All this leaves Banks Group trotting out tired economic arguments in defence of a project that looks increasingly indefensible. "What's really important for Northumberland is job creation and making sure we continue to support the economy," a spokeswoman for the company told the BBC. This is of course true, but there are multiple ways to create jobs and support the economy, and most of them don't require the extraction of one of the world's dirtiest and most polluting fuels in apparent defiance of the country's stated strategic goals.

The project will reportedly employ around 100 people and deliver £48m for local businesses. It is staggering that the environment of Northumberland is being sold so cheaply. Any number of clean-tech programmes and investment can and do create far more jobs, while delivering more sustainable economic benefits. Approving a coal project in the current climate is akin to turning down a planning application from Google for a new R&D centre in favour of a small factory making fax machines. It is both senseless and irresponsible. As David Cameron said only today in the House of Commons in response to a question about the coal industry, "we're never going to succeed as a country if we hold on to jobs where industry has become uncompetitive".

But if you are going to get angry about this decision, then that anger has to be appropriately directed. As is so often the case in the energy and climate field, the problem is not so much with any individual company, council, or decision maker, but with the system that allows damaging, short-termist decisions to be taken.

In making its decision, Northumberland County Council has been hampered by planning guidance that runs counter to the government's coal phase-out policy. Under current planning rules, coal is still defined as a "mineral of national importance". As Labour's new shadow energy and climate change secretary Barry Gardiner has highlighted in a letter to communities secretary Greg Clark, the National Planning Policy Framework (NPPF) specifies planning permission by mineral planning authorities "should not be given for the extraction of coal unless the proposal is environmentally acceptable, or can be made so by planning conditions or obligations; or if not, provides national, local or community benefits which clearly outweigh the likely impacts to justify the grant of permission".

I would argue, as thousands of others have done, that the proximity of the coal mine to the beautiful habitats of the Northumberland coast mean this condition has not been adequately met and the project should have been rejected.
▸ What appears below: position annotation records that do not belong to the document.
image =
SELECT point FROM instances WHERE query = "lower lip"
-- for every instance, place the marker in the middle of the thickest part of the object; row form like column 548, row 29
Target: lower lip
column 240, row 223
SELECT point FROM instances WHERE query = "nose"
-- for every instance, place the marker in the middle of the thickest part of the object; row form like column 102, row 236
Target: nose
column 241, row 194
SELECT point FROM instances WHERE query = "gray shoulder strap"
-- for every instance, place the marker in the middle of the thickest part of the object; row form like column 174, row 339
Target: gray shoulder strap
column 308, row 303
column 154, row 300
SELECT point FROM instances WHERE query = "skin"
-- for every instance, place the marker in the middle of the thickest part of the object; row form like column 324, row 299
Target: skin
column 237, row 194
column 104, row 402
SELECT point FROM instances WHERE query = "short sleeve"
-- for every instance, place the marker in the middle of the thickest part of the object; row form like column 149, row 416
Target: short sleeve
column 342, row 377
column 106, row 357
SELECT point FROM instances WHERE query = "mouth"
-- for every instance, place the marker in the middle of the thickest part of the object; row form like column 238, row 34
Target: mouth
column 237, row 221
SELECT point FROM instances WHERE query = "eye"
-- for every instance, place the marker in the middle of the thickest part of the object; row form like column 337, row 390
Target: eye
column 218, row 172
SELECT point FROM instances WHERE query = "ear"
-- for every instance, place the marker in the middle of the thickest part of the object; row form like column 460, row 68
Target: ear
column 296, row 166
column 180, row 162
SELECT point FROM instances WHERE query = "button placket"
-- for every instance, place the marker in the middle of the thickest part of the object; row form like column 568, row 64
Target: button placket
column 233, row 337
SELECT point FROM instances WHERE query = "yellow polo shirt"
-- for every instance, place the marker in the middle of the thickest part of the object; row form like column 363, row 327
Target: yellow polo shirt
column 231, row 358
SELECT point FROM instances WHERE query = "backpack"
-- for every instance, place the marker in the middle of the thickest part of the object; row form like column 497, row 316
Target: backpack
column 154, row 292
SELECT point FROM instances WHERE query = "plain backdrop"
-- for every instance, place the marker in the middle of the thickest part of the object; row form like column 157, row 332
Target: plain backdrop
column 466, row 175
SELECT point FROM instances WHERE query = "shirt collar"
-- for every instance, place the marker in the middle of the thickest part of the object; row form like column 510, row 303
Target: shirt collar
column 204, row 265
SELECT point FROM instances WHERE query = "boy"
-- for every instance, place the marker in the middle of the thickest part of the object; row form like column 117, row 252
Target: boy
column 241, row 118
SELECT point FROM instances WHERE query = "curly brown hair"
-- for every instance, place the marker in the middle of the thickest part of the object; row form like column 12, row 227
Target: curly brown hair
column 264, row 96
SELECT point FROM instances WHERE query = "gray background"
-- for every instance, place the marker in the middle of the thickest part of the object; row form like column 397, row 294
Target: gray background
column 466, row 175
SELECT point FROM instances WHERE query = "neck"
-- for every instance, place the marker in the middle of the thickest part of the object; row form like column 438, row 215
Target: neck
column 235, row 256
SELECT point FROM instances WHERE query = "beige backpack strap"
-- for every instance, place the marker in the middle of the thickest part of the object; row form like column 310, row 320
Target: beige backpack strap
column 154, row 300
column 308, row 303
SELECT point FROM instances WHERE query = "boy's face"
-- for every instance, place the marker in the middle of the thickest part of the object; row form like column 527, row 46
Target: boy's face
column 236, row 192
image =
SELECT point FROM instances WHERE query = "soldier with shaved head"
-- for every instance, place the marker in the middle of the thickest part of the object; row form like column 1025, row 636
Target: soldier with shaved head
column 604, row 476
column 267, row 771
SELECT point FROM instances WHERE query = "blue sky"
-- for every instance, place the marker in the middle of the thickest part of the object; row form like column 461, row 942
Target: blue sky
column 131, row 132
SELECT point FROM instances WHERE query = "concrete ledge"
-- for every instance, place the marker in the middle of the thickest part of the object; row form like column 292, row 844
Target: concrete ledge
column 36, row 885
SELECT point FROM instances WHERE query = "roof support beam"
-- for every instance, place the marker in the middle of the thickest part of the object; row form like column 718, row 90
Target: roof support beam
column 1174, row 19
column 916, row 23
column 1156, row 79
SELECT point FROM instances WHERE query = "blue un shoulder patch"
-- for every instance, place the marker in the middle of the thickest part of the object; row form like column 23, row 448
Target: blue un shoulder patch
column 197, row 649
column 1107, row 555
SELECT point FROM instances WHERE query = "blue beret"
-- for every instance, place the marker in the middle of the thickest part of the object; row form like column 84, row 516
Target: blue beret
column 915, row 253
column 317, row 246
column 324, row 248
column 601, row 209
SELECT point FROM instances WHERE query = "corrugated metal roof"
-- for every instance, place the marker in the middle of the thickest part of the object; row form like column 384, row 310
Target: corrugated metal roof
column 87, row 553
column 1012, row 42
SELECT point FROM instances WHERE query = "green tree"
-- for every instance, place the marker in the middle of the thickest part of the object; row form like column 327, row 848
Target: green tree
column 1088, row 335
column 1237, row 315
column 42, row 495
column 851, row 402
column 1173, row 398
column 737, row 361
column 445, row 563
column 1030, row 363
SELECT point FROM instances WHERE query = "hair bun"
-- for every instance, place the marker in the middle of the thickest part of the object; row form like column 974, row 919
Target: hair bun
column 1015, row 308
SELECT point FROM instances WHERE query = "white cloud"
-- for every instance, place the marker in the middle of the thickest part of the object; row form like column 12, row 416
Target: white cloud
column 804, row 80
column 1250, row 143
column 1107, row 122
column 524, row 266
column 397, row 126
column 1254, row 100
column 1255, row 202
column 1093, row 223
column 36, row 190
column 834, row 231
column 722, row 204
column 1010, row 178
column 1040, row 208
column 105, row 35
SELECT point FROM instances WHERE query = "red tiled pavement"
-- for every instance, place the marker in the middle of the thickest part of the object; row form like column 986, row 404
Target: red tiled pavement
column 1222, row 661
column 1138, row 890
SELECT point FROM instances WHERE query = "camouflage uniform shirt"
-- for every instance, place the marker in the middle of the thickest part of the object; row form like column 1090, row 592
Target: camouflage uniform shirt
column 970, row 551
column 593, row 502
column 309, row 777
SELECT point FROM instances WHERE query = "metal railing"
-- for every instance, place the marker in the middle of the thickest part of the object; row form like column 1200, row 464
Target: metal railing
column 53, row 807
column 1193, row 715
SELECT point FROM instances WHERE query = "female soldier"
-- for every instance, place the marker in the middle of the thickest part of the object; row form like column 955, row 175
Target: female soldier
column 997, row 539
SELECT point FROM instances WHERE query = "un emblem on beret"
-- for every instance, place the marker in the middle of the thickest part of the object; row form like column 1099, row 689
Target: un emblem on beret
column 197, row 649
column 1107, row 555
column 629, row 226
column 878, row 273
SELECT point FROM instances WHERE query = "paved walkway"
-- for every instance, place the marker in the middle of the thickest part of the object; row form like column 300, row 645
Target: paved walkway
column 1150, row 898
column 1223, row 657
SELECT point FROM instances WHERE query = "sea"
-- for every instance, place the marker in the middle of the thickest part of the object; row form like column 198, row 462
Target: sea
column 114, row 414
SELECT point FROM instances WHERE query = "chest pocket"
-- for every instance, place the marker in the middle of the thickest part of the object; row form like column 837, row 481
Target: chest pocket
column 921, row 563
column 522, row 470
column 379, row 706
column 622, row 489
But the council decided otherwise and, as Gardiner points out, the planning rules do not cite climate change as a factor for determining environmental acceptability.

It is clear that the planning guidance needs changing so that planning authorities take account of climate change when considering coal-related decisions, just as it is clearly contradictory for a government committed to a phase-out of coal power to allow the approval of coal-extraction projects. In the interim, the government should call in the planning approval and reverse it as a matter of urgency.

There is no place for unabated coal in a modern, competitive low-carbon economy. Any decision that runs counter to this simple reality deserves to be challenged every step of the way. As campaigner Bill McKibben tweeted in the wake of the Paris Agreement: "Leaders adopt 1.5°C goal - and we're damn well going to hold them to it. Every pipeline, every mine: 'You said 1.5!'"

It is time to channel some of the anger at this reckless, Paris Agreement-defying move as constructively as possible.